Катя промычала свое согласие, Каландрилл сказал:

— Обещаю.

Он обратил внимание на то, что стража прислушивается к тому, что говорит Брахт. При упоминании Куан-на'Дру и груагачей на их обычно бесстрастных лицах проступило изумление. Вот и хорошо, подумал Каландрилл, это посеет в них сомнение. Но по мере приближения к лесу он понял, что ничто не в силах отменить приговор, вынесенный Джехенне. Брахт будет пригвожден к дереву.

— Мы много пережили вместе, — сказал керниец. — И я хочу, чтобы вы знали: о лучших товарищах я не мог и мечтать.

— Ты тоже отличный товарищ. — Слова застряли у Кати в горле.

— Такого друга у меня больше не будет никогда, — хрипло выдавил Каландрилл. — И если случится на то воля богов, смерть твоя не останется неотомщенной.

Брахт кивнул, поводя глазами в сторону стражей.

— Да будет поражение Рхыфамуна вашим отмщением, — пробормотал он.

Каландрилл молча кивнул.

— Похоже. Джехенне торопится, — ухмыльнулся Брахт, — так что я прощаюсь с вами. Да пребудут с вами Ахрд и его божественные братья и сестра. Не задерживайтесь, когда меня распнут на дереве.

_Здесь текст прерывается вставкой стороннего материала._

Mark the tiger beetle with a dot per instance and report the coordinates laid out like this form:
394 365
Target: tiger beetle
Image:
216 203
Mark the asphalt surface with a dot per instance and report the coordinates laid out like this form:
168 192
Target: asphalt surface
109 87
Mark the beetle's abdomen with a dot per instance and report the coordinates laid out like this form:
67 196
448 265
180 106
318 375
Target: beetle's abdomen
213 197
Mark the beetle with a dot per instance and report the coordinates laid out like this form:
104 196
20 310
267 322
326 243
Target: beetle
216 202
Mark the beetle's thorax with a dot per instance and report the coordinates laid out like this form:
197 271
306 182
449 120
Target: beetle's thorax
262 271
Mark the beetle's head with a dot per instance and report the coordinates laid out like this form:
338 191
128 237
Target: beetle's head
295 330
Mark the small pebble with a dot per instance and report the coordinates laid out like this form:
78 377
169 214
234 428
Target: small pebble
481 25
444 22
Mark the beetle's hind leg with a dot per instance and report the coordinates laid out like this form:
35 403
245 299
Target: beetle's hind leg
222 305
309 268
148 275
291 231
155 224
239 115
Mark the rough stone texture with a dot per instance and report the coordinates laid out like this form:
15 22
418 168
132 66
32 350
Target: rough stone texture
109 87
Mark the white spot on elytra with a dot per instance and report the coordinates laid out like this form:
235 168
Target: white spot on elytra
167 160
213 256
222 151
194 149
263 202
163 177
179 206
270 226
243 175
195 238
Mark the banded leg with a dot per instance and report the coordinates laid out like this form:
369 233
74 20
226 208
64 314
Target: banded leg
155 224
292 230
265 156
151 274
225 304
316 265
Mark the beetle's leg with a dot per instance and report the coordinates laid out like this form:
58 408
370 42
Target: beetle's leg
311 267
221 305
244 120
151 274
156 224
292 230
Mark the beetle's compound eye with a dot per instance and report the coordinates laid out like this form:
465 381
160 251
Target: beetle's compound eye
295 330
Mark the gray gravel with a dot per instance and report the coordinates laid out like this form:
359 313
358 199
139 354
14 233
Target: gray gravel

Джехенне обезумела, она может передумать.

Кто-то из сопровождавших их стражников помрачнел, но ни один не проронил ни слова.

— Прощай, — сказал Каландрилл.

— Прощай, — повторила Катя, и на щеках ее Каландрилл увидел слезы, серебрившиеся, как кольчуга. — И знай: если бы мы доставили «Заветную книгу» в Вану, я вышла бы за тебя замуж, даже против воли отца.

— Я умираю счастливый, — торжественно заявил Брахт.

Они замолчали. У Каландрилла потекли слезы. Он утер их рукой. Сжав зубы, юноша молча молил о чуде. Он молил Ахрда о вмешательстве, молил его послать биаха, чтобы образумил Джехенне.

Но биах не являлся, а лес с каждым шагом становился все ближе. Он уже не был некой отдаленной неясной полоской на горизонте. Теперь уже можно было различить отдельные деревья со свежей весенней зеленью на ветвях. Впереди стоял одинокий дуб, вздымая к небу голые сучья, словно широко раскрытые руки. Подъехав к дереву, Джехенне остановилась, внимательно осмотрела ствол и соскочила с лошади, кинув поводья воину, который тут же увел коня. Драхоманны спешились, бросились на колени перед дубом и, воздев руки с растопыренными пальцами к небу, речитативом запели молитву. Эскорт с узниками остановился неподалеку. Их заставили спешиться, и теперь все ждали распоряжений Джехенне.

Она стояла, широко расставив ноги, руки в боки, со злорадством глядя на узников.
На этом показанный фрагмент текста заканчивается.